On Rule Systems

The functionality of the Interlibr platform is often - in this documentation - referred to as a rule system. This can be a confusing terms in some contexts because there are a number of different interpretations of the term “rule system”. In this document, we outline the major categories of rule systems and compare the Interlibr and Xalgo implementations with those categories.

Terminology

Often we will use specific terms that may not met common understanding of those terms. In this section, we define those terms:

  • document: We will often use document to refer to passive information. That is purely representative data with no active behaviours associated.
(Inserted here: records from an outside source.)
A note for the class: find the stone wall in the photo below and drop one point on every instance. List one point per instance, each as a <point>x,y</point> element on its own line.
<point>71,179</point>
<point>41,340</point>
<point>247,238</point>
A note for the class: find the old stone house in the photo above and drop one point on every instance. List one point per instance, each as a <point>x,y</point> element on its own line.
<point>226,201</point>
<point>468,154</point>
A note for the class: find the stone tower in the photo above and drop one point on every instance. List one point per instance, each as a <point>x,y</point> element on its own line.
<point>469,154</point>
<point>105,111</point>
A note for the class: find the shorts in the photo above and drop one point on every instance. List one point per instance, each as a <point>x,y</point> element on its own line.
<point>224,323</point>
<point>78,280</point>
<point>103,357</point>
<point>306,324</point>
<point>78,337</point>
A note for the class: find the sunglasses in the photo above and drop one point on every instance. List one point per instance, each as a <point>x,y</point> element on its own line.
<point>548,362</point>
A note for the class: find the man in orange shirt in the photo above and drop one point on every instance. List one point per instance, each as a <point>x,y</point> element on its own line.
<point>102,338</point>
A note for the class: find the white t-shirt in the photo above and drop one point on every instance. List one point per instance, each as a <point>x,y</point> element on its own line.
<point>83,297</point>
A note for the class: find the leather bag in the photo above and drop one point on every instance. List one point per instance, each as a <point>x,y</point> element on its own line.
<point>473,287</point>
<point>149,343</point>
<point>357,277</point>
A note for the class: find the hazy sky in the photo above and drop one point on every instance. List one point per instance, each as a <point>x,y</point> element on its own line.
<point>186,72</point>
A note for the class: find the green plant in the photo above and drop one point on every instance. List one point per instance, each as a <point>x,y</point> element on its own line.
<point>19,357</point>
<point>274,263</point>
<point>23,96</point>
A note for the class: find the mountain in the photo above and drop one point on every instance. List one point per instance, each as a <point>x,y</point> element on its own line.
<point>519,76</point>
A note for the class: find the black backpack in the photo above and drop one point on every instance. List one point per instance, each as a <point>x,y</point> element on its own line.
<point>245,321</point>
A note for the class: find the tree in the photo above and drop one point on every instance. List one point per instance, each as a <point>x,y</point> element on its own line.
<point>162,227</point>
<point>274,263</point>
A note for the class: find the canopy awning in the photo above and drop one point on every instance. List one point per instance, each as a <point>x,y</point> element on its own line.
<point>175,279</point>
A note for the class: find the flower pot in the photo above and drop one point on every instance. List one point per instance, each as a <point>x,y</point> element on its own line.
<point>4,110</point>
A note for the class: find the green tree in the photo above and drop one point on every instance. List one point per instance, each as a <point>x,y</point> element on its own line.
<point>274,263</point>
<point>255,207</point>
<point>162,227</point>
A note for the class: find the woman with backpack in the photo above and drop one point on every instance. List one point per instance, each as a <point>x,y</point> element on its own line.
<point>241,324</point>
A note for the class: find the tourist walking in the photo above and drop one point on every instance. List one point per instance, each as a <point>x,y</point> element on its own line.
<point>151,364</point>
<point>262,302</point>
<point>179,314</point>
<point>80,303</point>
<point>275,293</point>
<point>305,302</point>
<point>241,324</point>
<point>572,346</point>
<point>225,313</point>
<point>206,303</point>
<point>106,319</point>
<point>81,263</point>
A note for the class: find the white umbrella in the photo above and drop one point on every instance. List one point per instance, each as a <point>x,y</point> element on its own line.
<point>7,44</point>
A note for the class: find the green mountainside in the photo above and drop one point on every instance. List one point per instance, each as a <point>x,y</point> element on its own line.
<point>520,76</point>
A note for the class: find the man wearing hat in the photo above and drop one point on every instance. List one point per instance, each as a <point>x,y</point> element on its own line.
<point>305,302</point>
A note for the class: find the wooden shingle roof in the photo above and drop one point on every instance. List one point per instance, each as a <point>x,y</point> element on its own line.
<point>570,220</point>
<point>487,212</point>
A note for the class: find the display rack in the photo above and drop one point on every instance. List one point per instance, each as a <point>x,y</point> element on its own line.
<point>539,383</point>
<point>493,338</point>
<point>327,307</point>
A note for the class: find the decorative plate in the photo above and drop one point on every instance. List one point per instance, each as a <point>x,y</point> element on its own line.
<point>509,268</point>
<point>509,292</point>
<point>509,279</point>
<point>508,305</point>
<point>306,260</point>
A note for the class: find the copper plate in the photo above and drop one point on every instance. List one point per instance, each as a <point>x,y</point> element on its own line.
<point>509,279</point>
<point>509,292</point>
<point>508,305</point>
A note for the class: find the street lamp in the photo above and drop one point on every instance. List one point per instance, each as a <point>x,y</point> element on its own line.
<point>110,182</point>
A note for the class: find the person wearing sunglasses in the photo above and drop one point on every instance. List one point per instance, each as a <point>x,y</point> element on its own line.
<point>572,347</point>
This may refer to objects in a data model, tables in a database or other data structures that are submitted to rules systems for processing.
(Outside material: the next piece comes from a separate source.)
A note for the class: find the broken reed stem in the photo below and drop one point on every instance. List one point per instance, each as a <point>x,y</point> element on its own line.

  • event: This used to represent something active with occurred within a software platform. This may be user activity, internal platform behaviours, etc.

Categories of Rule Systems

Event / Condition / Action (ECA)

This category of rule system often appears in event-processing platforms (IoT platforms, for example). The rules in this category are usually simple declarative statements that include: an event type, a set of conditions and an action to be taken. These rules express the idea that when an event arises, if certain conditions are met (based on information accompanying the event), then a specific action should be taken.

Pure implementations of this class of rule system are stateless with no accumulation of information between invocations of a rule. This effective prohibits this category from performing inference based on the activation of a particular rule; there being no information preserved from which to draw inference.

An example rule might be:

WHEN light_switch_is_toggled IF switch_is_up THEN signal_light(false)
WHEN light_switch_is_toggled IF switch_is_down THEN signal_light(true)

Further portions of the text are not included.